Continuously monitors node connectivity, replication lag, partition health, and operation latency across the cluster. Provides real-time health status and anomaly detection.
Health Checks
The monitor performs these checks on a configurable interval:
- Node connectivity — pings each live node via
:erpcand measures RTT - Replication lag — writes a probe record and measures time until it appears on all replicas
- Partition balance — checks that record counts are evenly distributed
- Error rate — tracks the ratio of failed operations per node
Health Status
Each node reports a health status:
| Status | Meaning |
|---|---|
:healthy | All checks passing, latency within thresholds |
:degraded | Some checks failing or latency elevated |
:unhealthy | Node unreachable or critical checks failing |
:unknown | No health data available yet |
Configuration
| Option | Default | Description |
|---|---|---|
:interval_ms | 5_000 | Health check interval in milliseconds |
:latency_threshold_ms | 100 | Max acceptable node RTT before :degraded |
:replication_lag_threshold_ms | 500 | Max acceptable replication lag |
:error_rate_threshold | 0.05 | Max acceptable error rate (5%) |
:partition_imbalance_threshold | 0.3 | Max acceptable partition size variance (30%) |
Usage
# Start with defaults
SuperCache.Cluster.HealthMonitor.start_link([])
# Get cluster health
SuperCache.Cluster.HealthMonitor.cluster_health()
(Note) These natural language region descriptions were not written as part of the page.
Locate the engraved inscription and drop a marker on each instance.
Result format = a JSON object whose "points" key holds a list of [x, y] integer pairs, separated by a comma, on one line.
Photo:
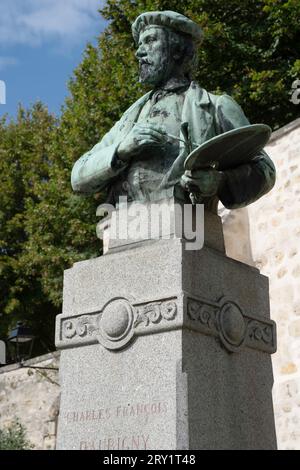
{"points": [[120, 411]]}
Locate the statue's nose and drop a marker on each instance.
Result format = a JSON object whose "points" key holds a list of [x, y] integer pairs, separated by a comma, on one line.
{"points": [[141, 52]]}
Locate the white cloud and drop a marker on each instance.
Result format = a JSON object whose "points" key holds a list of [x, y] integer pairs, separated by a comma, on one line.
{"points": [[7, 62], [35, 21]]}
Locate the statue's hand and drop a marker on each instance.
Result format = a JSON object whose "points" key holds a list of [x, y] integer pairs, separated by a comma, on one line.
{"points": [[205, 183], [139, 138]]}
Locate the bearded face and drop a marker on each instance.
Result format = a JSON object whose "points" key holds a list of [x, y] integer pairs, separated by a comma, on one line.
{"points": [[156, 63]]}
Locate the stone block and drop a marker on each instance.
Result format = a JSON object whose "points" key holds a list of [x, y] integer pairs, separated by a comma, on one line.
{"points": [[164, 348]]}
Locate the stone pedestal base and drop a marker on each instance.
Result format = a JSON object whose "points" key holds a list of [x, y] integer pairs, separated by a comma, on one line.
{"points": [[164, 348]]}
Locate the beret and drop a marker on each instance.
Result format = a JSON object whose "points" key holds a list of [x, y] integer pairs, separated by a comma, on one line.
{"points": [[169, 19]]}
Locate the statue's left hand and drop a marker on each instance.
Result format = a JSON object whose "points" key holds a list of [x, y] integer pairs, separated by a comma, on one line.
{"points": [[205, 183]]}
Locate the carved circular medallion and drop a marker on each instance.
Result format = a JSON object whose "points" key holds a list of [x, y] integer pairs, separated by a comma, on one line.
{"points": [[232, 326], [116, 324]]}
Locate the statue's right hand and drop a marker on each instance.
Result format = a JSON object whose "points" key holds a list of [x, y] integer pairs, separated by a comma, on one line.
{"points": [[139, 138]]}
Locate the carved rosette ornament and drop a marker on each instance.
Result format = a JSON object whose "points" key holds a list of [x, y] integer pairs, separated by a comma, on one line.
{"points": [[121, 320], [234, 328], [116, 324]]}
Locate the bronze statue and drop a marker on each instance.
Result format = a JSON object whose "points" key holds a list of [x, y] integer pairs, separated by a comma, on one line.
{"points": [[143, 155]]}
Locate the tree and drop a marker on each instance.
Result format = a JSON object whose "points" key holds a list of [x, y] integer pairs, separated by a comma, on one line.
{"points": [[13, 437], [24, 167]]}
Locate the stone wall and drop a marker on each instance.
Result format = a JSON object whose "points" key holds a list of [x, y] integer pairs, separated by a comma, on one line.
{"points": [[32, 396], [267, 235]]}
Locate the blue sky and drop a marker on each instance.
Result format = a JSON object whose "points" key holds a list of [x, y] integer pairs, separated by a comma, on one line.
{"points": [[41, 42]]}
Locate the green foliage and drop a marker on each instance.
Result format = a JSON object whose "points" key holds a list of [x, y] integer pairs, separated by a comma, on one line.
{"points": [[250, 50], [14, 437]]}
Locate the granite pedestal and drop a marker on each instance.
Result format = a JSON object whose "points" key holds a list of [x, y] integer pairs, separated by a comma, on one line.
{"points": [[164, 348]]}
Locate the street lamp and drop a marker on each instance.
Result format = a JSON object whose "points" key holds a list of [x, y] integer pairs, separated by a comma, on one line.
{"points": [[22, 339]]}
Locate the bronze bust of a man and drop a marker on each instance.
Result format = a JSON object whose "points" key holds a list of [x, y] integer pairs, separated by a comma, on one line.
{"points": [[143, 155]]}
# => %{status: :healthy, nodes: [...], checks: %{...}}
# Get node-specific health
SuperCache.Cluster.HealthMonitor.node_health(:"node1@127.0.0.1")
# => %{status: :healthy, latency_ms: 12, checks: %{...}}Telemetry Events
The monitor emits events via :telemetry (if available):
[:super_cache, :health, :check]— after each health check cycle[:super_cache, :health, :alert]— when a health threshold is breached
Summary
Functions
Returns a specification to start this module under a supervisor.
Returns the overall cluster health status.
Forces an immediate health check cycle.
Returns the health status for a specific node.
Returns partition balance statistics across all nodes.
Returns the replication lag for a specific partition across all replicas.
Starts the health monitor GenServer.
Functions
Returns a specification to start this module under a supervisor.
See Supervisor.
@spec cluster_health() :: map()
Returns the overall cluster health status.
Returns
%{
status: :healthy | :degraded | :unhealthy,
timestamp: integer,
nodes: [
%{
node: node(),
status: :healthy | :degraded | :unhealthy | :unknown,
latency_ms: non_neg_integer | nil,
last_check: integer,
checks: %{...}
}
],
summary: %{
total_nodes: non_neg_integer,
healthy: non_neg_integer,
degraded: non_neg_integer,
unhealthy: non_neg_integer
}
}
@spec force_check() :: :ok
Forces an immediate health check cycle.
Useful for testing or when an external monitoring system needs fresh data.
Returns the health status for a specific node.
Returns
%{
node: node(),
status: :healthy | :degraded | :unhealthy | :unknown,
latency_ms: non_neg_integer | nil,
last_check: integer,
checks: %{
connectivity: %{status: :pass | :fail, latency_ms: non_neg_integer | nil},
replication: %{status: :pass | :fail | :unknown, lag_ms: non_neg_integer | nil},
partitions: %{status: :pass | :fail | :unknown, imbalance: float | nil},
error_rate: %{status: :pass | :fail | :unknown, rate: float | nil}
}
}
@spec partition_balance() :: map()
Returns partition balance statistics across all nodes.
Returns
%{
total_records: non_neg_integer,
partition_count: non_neg_integer,
avg_records_per_partition: float,
max_imbalance: float,
partitions: [
%{idx: non_neg_integer, record_count: non_neg_integer, primary: node()}
]
}
@spec replication_lag(non_neg_integer()) :: map()
Returns the replication lag for a specific partition across all replicas.
Returns
%{
partition_idx: non_neg_integer,
primary: node(),
replicas: [
%{node: node(), lag_ms: non_neg_integer | nil, status: :synced | :lagging | :unknown}
]
}
Starts the health monitor GenServer.
Options
See module documentation for configuration options.